I pull pieces of meat from my body and lay them
still warm beneath the soles of people’s feet

For all the flesh this book rips apart, it does so as part of a subtler project of fragmentation. As the translator puts it in his thoughtful afterword, “Tereza Riedlbauchová’s intensely passionate poems explore the thresholds and ruptures of bodies and the borders between the physical world and the imagination.” This is a world where Van Gogh carrying his severed ear or the speaker’s dead grandfather can enter a scene without passing through customs first, where her lovers are always drifting from city to city, and where perspective and geographical location shift freely and unapologetically.
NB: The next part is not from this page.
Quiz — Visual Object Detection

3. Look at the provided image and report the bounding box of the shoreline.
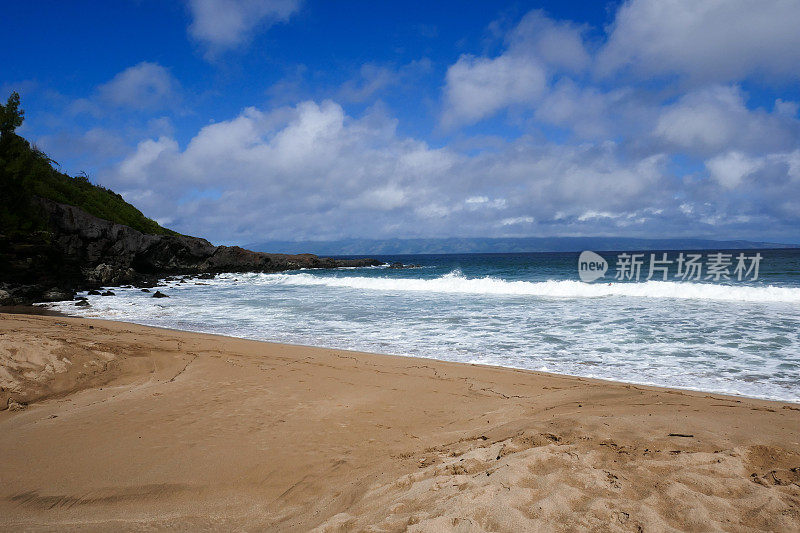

The most essential gesture of fragmentation, however, can be found in the book’s repeated invocation of windows. In one particularly memorable poem, the speaker looks through a window that functions like one of the poet’s lines, enabling the reader to encounter an almost-surrealistic sight by presenting it in isolation:

people mixing something in a pan
only their hands visible

By enclosing a limited field of view and thus making an unimaginable sight gloriously imaginable, the recurring window enacts the cognitive enclosure of subjectivity and the linguistic enclosure of Riedlbauchová’s lines. Related imagery, such as fish inside an aquarium, a male figure battling against androgyny appearing imprisoned behind thick glass, or a suicide standing on a glass table in order to hang herself, haunts the book, to the point that its entire structure is built around two mirrored halves, “Black Sawn in the Mirror” and “White Swan.” This is the unifying conceit of a project that is profoundly skeptical of any attempt at unification, the fault line that paradoxically holds “Paris Notebook” together.

In addition to the virtuosity of the poet, this sense of wholeness discovered in the ruptured and incomplete owes a great deal to the skill of the translator, Stephan Delbos. As a practicing translator of poetry, I know firsthand that one of the greatest challenges such work entails is resisting the temptation to “overdesign” our sentences. Different languages make logical connections differently. A relationship between two ideas that can be expressed in a straightforward and unmarked way in one language may often sound convoluted way in another, which means that translators of poetry constantly run the risk of producing overly elaborate sentences in a misguided attempt to imitate the grammar of the original. That risk is compounded when working with Czech, which, as Delbos notes in his afterword, offers freer word order than English, and a lesser translator might have clogged the text with unnecessary logical-connector words prepositions in an attempt to make up for that lost syntactical freedom. Since the aesthetic value of Riedlbauchová’s poetry depends so heavily on her distinctively uncluttered “freestanding” lines, this would have been a tragic mistake, and the translator deserves to be commended for avoiding it. Furthermore, this translation is remarkably successful at reproducing the sound of the original, including subtle devices like consonance and assonance.

The end result is a truly striking book that will have great value both for English-language readers who wish to experience its unique “severed lyricism” for themselves and for those who will be able to take advantage of the bilingual presentation. In short, “Paris Notebook” is eminently worth your time. Given the strength of this offering, I for one will be watching “The Visible Spectrum” eagerly to see what else they publish in the months to come.